Massive elk feeding on vegetation on the side of the road

Black bear-one of three we saw on the road

The long hours of daylight in these far northern latitudes in summer gave us lots of time to explore. But it also made it harder to go to sleep at night when the sun was still out. Another factor to consider when traveling to this part of the world is the expense. Accommodations are few and far in between and they are expensive along with food costs. To save money, I booked one room hotels, and I brought my sleeping bag and inflatable mattress in case I needed to sleep on the floor. We stayed in Jasper our first night of the trip in a tourist resort.

 

 

Paula posing in front of the mountains on the first glimpse we had of the Canadian Rocky’s 

Jasper National Park

Jasper National Park seemed the wildest of both with fewer tourists but there were still plenty of other vehicles stopped at some of the more popular locations in the park, so I tried to stop at the unmarked locations where we typically had a scenic overlook of a lake or mountain to ourselves. Everywhere we turned the scenery of Jasper was just beyond mind boggling.

 

A crystal clear lake we hiked to and had to ourselves

Paula overlooking an emerald green lake

Waterfall with mountain backdrop

Mountain overlook

Heavenly Views

Paula and mom on short hike

We crossed the Icefields Highway which climbs to near 7,000′ as it crosses a mountain pass covered in glaciers. The elevation isn’t terribly high but at these high latitudes where the sun is weak the temperatures can plummet at 7,000′ allowing glaciers to form.
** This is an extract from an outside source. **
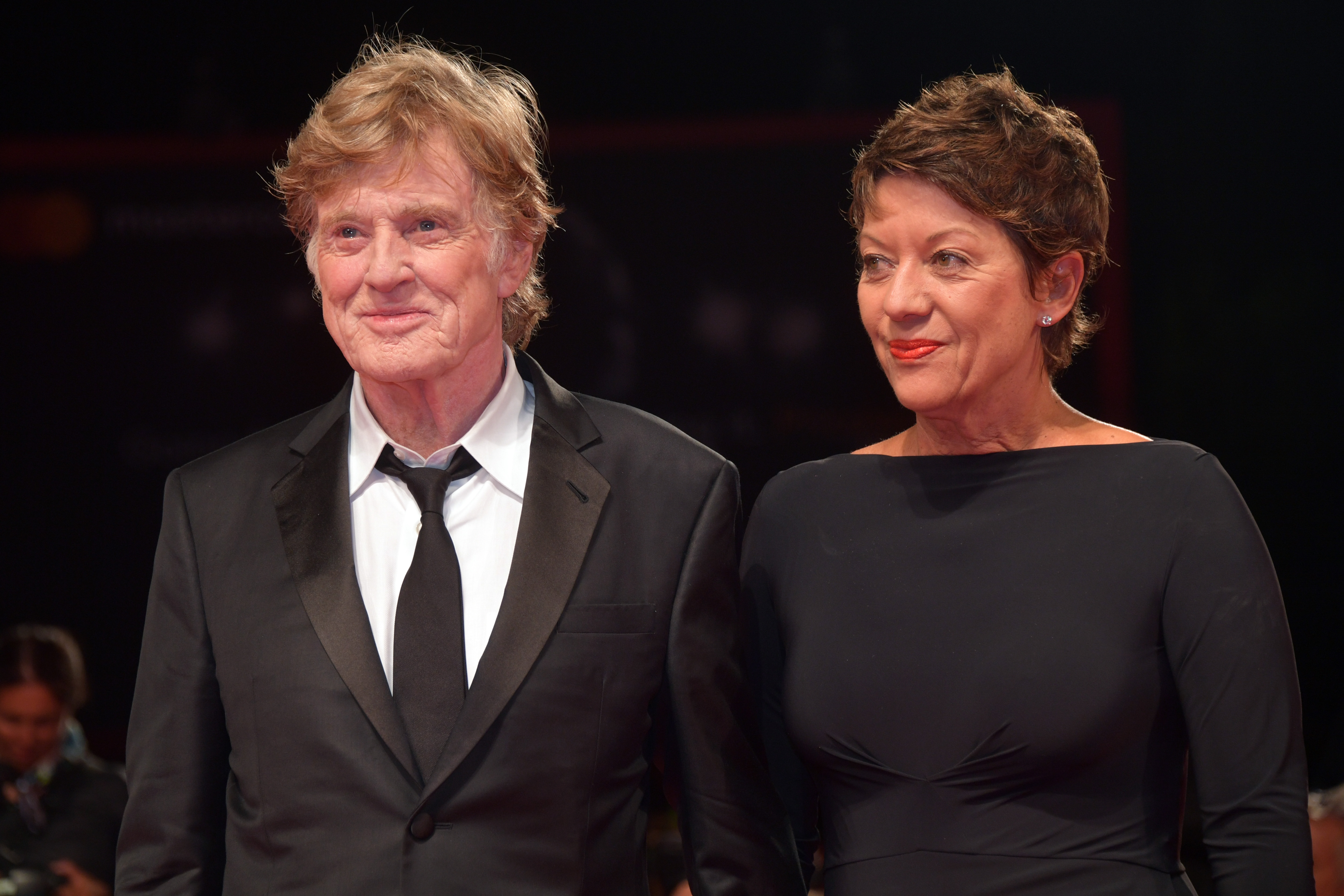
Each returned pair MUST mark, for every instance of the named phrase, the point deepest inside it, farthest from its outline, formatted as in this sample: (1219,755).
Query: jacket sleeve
(1232,658)
(734,832)
(173,836)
After crossing the pass, we stayed the night in a cluster of cabins at the Saskatchewan Crossing, nestled in the middle of an incredible mountain valley with wild forests that are known to have lots of grizzly and black bear.

 

Paula overlooking a glacier

The lakes of Jasper and Banff are famous for their blue and green colors. The color comes from the type of rick in the area, granite, that was ground up by the glaciers and when the rock dust is washed into the lakes from glaciers the reflective quality of the rock dust is what causes the incredible colors in the lake water. Of the two parks we visited, Banff had the most incredible lakes. A favorite of ours which had almost no other tourists was Waterfowl Lake.

One of the emerald green lakes-Waterfowl lake

Jagged Mountains

Peyto Lake

Bow Lake

Paula at Bow Lake

Lake Louise

Banff as well as Jasper was far less crowded than I expected. I came thinking Yellowstone crowds and traffic jams, but the parks are so huge and so far away from large population centers that we just didn’t encounter that many tourists. That is until we visited lake Louise. lake Louise was like visiting a separate park. The lake is world famous and believed to be one of the most beautiful in the world and there is no doubt that it is mesmerizing. The only problem is that by the time you reach it, you are too exhausted to enjoy it. The exhaustion is not the good kind that you get from hiking. No, it is the kind you have when stuck in a traffic jam and then trying to find a parking spot in parking lots full of hundreds of vehicles. The circus like atmosphere of the place with wall-to-wall crowds of selfie stick wielding tourists from all over the world, tic toc dancing and you tube influencers was just too much for me and left me wanting to flee for sanctuary.

Lake Louise

Yoho National Park, British Colombia

Yoho is another great national park easily reachable from Banff and also with great hiking. Yoho has fewer tourists than Banff and the road is a smaller giving you a more intimate mountain driving experience.

Takakkaw Falls-833′ High

Yoho National Park

We spent our last night in Canmore, just outside of Banff and a much cheaper option to stay the night that still has just as many mountains and expensive cafes and eateries but with fewer tourists. Canmore is also only an hour away from Calgary and was an easy drive for us to the airport the next morning to catch our flight home.